During the three and nine months ended October 1, 2022 and October 2, 2021, the Company made various in-kind contributions to the Masimo Foundation, mainly in the form of donated administrative services.
The Company’s CEO is also a co-founder and a member of the board of directors of Like Minded Media Ventures (LMMV), a team of storytellers that create content focused in the areas of true stories, social causes and science. LMMV creates stories with a multi-platform strategy, bridging the gap between film, television, digital and social media. The Company entered into a marketing service agreement with LMMV for audiovisual production services promoting brand awareness, including television commercials and digital advertising, during the second quarter of 2020. During the three months ended October 1, 2022 and October 2, 2021, the Company incurred no marketing expenses to LMMV under the marketing service agreement. During the nine months ended October 1, 2022 the Company incurred $0.6 million in marketing expenses to LMMV under the marketing service agreement. During the nine months ended October 2, 2021 the Company incurred no marketing expenses to LMMV under the marketing service agreement.

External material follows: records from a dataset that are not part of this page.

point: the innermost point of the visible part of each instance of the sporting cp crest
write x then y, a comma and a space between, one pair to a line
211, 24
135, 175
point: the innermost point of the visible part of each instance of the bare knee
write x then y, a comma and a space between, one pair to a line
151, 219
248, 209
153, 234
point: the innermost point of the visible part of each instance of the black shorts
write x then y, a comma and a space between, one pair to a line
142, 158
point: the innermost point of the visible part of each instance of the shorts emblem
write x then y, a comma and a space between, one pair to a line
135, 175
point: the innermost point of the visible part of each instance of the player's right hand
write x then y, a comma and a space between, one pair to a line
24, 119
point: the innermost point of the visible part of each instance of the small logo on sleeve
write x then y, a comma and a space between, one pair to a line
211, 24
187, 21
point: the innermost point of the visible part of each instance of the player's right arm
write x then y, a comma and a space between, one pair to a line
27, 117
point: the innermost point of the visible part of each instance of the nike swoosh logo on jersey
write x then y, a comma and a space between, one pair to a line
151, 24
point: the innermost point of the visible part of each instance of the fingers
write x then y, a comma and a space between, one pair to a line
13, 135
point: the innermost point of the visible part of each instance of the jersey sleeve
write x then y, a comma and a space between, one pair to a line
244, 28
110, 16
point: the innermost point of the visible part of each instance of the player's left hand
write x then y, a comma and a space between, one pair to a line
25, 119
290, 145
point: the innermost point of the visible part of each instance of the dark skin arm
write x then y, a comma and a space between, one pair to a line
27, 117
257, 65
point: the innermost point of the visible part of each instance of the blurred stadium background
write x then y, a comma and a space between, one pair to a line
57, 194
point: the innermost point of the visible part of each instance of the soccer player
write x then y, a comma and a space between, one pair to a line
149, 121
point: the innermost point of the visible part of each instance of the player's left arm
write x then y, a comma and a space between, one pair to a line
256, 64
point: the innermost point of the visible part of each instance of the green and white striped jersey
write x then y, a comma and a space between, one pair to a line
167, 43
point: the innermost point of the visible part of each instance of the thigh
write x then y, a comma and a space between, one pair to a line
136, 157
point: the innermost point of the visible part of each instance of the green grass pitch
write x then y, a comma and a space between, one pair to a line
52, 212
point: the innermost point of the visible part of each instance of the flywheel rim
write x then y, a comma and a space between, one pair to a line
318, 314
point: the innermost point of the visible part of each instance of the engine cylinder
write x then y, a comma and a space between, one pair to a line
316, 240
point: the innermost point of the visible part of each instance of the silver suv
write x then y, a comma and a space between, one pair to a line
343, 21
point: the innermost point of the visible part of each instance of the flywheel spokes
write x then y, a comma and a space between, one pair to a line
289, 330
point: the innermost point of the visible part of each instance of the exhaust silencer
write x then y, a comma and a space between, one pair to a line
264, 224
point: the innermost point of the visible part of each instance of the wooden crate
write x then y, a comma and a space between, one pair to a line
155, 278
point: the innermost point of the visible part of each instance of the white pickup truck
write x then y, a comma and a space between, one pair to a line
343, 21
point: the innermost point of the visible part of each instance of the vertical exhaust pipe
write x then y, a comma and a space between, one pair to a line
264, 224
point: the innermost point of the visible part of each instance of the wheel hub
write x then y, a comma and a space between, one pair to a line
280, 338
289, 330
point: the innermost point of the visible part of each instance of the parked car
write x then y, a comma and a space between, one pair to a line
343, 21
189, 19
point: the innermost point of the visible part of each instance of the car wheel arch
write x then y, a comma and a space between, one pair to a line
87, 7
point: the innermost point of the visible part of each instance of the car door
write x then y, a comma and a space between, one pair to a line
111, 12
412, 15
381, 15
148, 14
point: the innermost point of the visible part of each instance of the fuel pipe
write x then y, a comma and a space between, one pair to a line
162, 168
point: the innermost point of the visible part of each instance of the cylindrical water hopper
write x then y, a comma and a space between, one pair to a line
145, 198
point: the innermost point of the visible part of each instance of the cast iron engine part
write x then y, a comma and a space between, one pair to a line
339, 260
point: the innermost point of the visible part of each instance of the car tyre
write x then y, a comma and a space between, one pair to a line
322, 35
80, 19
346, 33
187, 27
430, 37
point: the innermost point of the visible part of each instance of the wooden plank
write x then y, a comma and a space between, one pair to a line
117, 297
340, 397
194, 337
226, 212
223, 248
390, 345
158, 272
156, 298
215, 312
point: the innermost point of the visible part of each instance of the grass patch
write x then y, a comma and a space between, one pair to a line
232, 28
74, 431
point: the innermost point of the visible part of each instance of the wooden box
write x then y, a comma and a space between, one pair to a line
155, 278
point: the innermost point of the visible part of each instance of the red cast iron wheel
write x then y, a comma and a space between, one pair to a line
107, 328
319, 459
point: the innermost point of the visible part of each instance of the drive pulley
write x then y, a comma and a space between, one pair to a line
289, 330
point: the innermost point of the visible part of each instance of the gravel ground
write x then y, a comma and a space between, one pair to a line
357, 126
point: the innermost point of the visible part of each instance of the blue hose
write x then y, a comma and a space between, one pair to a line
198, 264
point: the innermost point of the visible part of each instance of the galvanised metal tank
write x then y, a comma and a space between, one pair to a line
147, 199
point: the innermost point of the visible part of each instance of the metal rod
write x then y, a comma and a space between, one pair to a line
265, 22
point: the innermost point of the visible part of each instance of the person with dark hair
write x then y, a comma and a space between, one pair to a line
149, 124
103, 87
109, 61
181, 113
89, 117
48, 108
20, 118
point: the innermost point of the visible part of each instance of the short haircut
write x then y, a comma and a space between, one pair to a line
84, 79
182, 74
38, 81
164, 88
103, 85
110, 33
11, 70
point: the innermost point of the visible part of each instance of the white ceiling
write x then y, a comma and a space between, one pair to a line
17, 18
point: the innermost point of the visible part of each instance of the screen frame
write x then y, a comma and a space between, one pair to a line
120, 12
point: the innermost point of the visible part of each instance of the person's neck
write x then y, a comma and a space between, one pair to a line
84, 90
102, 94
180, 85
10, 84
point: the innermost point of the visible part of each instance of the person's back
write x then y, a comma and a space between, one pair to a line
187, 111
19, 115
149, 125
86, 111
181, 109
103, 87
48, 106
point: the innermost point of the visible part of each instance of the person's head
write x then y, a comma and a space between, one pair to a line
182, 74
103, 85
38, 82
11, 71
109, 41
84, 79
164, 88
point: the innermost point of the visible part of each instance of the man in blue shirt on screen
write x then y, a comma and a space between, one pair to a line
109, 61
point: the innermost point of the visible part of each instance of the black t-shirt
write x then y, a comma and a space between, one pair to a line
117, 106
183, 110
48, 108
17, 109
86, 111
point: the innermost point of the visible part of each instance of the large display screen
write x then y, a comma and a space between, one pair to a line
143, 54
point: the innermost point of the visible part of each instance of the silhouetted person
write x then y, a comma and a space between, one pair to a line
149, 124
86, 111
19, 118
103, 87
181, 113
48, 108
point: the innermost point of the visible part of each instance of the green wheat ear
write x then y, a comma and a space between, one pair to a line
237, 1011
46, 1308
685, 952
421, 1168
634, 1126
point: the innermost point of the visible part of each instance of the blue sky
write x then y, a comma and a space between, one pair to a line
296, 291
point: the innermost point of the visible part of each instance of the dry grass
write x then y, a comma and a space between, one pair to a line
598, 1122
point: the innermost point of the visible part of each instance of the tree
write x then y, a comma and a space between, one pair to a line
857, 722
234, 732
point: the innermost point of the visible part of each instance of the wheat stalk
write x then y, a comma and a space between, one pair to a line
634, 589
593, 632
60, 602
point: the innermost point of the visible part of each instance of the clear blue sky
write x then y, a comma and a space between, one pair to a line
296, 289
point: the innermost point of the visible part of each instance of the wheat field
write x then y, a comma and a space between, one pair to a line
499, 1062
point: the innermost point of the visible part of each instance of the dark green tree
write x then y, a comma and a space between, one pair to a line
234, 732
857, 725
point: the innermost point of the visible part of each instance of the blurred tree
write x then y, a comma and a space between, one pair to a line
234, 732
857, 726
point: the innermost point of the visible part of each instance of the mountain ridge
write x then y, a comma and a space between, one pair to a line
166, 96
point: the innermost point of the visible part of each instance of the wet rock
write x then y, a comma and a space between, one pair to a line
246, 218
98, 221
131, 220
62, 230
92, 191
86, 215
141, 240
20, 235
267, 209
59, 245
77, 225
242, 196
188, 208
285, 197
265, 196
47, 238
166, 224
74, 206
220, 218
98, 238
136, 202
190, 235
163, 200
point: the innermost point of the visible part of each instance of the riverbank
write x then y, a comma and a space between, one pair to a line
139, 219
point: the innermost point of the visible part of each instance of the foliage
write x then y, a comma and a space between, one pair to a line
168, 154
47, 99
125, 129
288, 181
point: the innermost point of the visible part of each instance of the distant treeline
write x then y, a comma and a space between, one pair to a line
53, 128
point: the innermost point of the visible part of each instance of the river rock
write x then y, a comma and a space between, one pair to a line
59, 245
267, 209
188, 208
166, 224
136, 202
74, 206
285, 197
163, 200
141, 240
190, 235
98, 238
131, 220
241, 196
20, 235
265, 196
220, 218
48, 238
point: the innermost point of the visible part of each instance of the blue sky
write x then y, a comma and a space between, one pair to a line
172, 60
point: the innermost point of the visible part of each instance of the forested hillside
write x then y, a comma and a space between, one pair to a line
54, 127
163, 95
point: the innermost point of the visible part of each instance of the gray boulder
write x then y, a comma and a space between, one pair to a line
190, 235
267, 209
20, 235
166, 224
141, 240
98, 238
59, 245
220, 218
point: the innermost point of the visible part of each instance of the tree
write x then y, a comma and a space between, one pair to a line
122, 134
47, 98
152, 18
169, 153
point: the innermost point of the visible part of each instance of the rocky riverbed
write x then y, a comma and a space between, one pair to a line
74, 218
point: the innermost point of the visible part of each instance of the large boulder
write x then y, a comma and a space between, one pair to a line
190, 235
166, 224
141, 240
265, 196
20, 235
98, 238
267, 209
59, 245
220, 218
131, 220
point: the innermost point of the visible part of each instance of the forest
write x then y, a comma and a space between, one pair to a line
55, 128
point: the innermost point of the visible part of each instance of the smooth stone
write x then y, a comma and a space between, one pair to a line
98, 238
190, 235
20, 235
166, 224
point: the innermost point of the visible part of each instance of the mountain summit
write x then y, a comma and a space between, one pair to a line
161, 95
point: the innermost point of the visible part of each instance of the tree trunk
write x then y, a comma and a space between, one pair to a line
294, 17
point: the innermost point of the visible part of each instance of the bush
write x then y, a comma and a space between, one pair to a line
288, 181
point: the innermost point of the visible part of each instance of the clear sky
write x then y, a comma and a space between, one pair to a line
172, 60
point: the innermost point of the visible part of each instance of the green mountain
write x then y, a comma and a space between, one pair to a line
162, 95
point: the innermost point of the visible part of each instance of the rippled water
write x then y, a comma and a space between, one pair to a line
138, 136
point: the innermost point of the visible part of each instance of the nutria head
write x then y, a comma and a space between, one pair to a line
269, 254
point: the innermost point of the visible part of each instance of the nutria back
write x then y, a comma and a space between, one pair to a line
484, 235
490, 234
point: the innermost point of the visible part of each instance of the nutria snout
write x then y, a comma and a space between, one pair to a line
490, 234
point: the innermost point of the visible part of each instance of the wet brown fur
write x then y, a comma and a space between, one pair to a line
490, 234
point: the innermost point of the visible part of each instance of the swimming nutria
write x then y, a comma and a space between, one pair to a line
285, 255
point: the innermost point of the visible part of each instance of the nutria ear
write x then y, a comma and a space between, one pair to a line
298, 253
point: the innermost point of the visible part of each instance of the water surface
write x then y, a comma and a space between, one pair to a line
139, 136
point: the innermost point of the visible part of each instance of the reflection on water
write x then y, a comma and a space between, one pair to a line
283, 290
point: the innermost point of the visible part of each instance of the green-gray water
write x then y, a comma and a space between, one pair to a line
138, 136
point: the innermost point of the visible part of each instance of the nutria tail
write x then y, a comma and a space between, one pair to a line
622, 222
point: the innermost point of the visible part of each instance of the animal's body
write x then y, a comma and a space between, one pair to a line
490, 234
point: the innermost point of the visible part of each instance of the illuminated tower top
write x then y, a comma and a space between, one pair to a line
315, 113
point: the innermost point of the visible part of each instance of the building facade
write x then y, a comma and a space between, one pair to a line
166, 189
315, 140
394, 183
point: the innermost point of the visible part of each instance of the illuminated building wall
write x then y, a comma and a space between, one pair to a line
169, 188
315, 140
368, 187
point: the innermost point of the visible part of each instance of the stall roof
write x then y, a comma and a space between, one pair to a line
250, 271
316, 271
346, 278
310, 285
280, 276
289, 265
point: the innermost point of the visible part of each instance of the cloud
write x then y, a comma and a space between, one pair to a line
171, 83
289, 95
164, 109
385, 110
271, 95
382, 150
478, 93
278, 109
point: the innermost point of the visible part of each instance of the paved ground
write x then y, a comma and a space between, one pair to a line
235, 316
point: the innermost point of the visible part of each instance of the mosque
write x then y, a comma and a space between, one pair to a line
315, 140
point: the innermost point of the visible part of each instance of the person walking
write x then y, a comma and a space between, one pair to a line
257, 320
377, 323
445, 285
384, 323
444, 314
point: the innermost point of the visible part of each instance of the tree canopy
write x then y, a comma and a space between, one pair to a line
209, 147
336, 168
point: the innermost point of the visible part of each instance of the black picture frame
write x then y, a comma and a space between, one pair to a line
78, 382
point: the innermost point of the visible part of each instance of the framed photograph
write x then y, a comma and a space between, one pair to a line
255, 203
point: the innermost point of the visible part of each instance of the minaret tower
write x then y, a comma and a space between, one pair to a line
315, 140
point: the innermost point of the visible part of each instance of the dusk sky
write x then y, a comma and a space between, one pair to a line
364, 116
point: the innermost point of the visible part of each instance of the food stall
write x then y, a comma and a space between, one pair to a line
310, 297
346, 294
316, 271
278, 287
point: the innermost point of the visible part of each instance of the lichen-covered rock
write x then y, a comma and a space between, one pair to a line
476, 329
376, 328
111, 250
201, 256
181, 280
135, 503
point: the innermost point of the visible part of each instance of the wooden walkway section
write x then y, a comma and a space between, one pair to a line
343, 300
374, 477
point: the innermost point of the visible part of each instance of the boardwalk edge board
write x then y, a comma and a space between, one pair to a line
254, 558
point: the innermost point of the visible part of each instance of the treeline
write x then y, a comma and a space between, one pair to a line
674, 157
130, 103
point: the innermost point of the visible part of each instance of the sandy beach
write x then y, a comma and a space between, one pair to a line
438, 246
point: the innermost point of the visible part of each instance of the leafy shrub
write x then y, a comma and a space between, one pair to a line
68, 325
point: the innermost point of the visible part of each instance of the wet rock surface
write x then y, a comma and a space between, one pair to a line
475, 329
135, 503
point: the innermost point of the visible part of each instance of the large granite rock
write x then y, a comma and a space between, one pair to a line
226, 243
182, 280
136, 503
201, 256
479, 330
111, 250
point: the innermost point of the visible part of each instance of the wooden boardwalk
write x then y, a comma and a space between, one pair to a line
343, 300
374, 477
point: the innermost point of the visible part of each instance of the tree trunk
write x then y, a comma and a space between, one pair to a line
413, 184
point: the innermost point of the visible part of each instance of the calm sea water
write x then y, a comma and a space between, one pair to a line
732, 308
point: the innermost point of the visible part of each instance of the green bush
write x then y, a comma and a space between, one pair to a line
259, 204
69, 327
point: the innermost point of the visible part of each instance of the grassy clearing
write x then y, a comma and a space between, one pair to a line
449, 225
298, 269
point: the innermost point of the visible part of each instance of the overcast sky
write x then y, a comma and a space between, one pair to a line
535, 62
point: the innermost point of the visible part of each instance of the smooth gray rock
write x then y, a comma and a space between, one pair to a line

At October 1, 2022, $0.1 million was due to LMMV for services rendered. At January 1, 2022, there was no amount due to LMMV for services rendered.
The Company entered into a software license and professional services agreement with Like Minded Labs (LML), a subsidiary of LMMV, during the second quarter of 2021. Pursuant to the software license agreement, LML granted the Company a perpetual, non-exclusive and fully paid-up right and license to integrate LML’s software into the Company’s products in exchange for a $3.0 million one-time license fee. Pursuant to the professional services agreement, LML will provide professional services to the Company, including the development of custom software intended to support the integration of the licensed software into the Company’s products, as well as future support services upon the Company’s acceptance of deliverables.
In July 2021, the Company entered into a patent purchase and option agreement with Vantrix Corporation (Vantrix), an acquiree of LML, for certain patents for $0.5 million, and the right to purchase two pools of additional patents from Vantrix for an exercise fee of up to $1.1 million. The agreements with LML and Vantrix include sublicensing provisions whereby the software and patents are licensed back to LML or Vantrix, respectively, for further advancement of the technologies.The Company maintains an aircraft time share agreement, pursuant to which the Company has agreed from time to time to make its aircraft available to the Company’s CEO for lease on a time-sharing basis. The Company charges the Company’s CEO for personal use based on agreed upon reimbursement rates. For each of the three and nine months ended October 1, 2022, the Company’s CEO did not incur any charges pursuant to this agreement. For each of the three and nine months ended October 2, 2021, the Company charged the Company’s CEO less than $0.1 million, pursuant to this agreement.